Zumindest für einen der Unterschiede haben die Forscher eine mögliche Erklärung: Der direkte Blick ins Auge eines Gegenübers sei – auch im Tierreich – nicht nur wichtig um die soziale Situation abzuschätzen, er signalisiere oft auch Aggression. „Die Frage: ‚Was guckst du so?‘ ist oft eine Herausforderung und Einleitung zu einem Kampf“, erklären die Wissenschaftler. Ihrer Ansicht nach gehen Männer eher das Risiko einer solchen Herausforderung ein. Frauen reagierten dagegen sensibler auf potenzielle Bedrohungen. Sie neigten daher dazu, den direkten Blick in die Augen eines unbekannten Gegenübers zu vermeiden.

Von Liebesfilm bis Tierdokumentation

Das Diagramm zeigt, wo Männer und Frauen hinsehen. © Mercer Moss et al. /PloS ONE doi: 10.1371/journal. pone.0047870.g004

Für ihre Studie nutzten die Forscher 80 verschiedene Bilder, darunter Schnappschüsse aus verschiedenen Filmen, wie Tierdokumentationen, Liebesfilmen, Actionfilmen, sowie Bilder von abstrakten und figürlichen Gemälden. Sie zeigten diese Bilder jeweils fünf Sekunden lang 26 Männern und 26 Frauen, die einen sogenannten Eyetracker trugen – eine Gerät, das ihre Blickrichtung ermittelte und aufzeichnete. Bei jedem Bild sollten die Probanden zudem entweder angeben, wie positiv oder negativ oder wie spannend oder langweilig sie das Dargestellte fanden.

„Normalerweise fixierten die Probanden in den Bildern einen bis fünf Hotspots, Bereiche von besonderem Interesse“, berichten die Forscher. Männer hätten diese Bereiche jeweils etwas kürzer fixiert als die Frauen, machten dafür aber mehr kleine Augenbewegungen. War in einem Bild mehr als nur das Gesicht zu sehen, sei der Blick der weiblichen Probanden – vor allem bei dargestellten Frauen – vom Gesicht weg auf den Körper gewandert, der der Männer dagegen auf dem Gesicht haften geblieben. „Frauen erkunden visuell mehr und interessieren sich optisch für mehrere Details“, interpretieren die Forscher das Ergebnis.

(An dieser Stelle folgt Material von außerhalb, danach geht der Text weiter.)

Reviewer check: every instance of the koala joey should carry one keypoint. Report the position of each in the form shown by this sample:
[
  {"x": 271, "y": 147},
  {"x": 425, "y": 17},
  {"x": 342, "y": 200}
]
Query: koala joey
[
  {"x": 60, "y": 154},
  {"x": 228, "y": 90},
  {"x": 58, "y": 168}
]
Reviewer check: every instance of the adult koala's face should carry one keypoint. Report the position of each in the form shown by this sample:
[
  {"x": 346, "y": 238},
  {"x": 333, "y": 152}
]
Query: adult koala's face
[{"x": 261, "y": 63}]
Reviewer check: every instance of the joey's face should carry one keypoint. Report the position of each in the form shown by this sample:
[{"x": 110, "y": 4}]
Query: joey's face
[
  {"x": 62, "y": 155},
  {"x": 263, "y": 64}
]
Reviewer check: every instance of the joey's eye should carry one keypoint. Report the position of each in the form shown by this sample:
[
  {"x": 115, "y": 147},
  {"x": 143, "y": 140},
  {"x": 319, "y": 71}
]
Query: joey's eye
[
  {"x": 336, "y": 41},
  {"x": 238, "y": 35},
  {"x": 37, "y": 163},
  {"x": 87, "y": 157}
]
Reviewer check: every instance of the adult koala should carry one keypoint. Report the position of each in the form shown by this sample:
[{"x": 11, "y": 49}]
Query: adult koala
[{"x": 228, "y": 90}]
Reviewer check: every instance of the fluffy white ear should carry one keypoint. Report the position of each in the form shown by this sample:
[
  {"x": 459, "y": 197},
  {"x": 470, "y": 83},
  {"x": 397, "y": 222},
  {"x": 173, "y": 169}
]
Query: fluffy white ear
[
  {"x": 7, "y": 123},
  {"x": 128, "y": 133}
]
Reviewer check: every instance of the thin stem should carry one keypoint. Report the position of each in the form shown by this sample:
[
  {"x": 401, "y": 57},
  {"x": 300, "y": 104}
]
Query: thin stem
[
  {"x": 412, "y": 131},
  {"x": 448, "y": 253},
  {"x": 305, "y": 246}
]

Der auffallendste Unterschied sei aber beim Betrachten von Portraits aufgefallen, sagen die Wissenschaftler. Dort liege der wichtigste Hotspot normalerweise auf der Augenpartie. Entsprechend den Erwartungen hätten die männlichen Probanden auch diesen Bereich am längsten und intensivsten fixiert. „Die Frauen dagegen schauten diese Hotspots nicht direkt an, ihr Blick war leicht nach unten versetzt“, schreiben Mercer Moss und seine Kollegen. Dieser Effekt sei dann am stärksten gewesen, wenn die weiblichen Probanden zuvor aufgefordert worden waren, die Bilder auf ihre emotionale und potenziell bedrohliche Wirkung hin zu bewerten (doi:10.1371/journal.pone.0047870).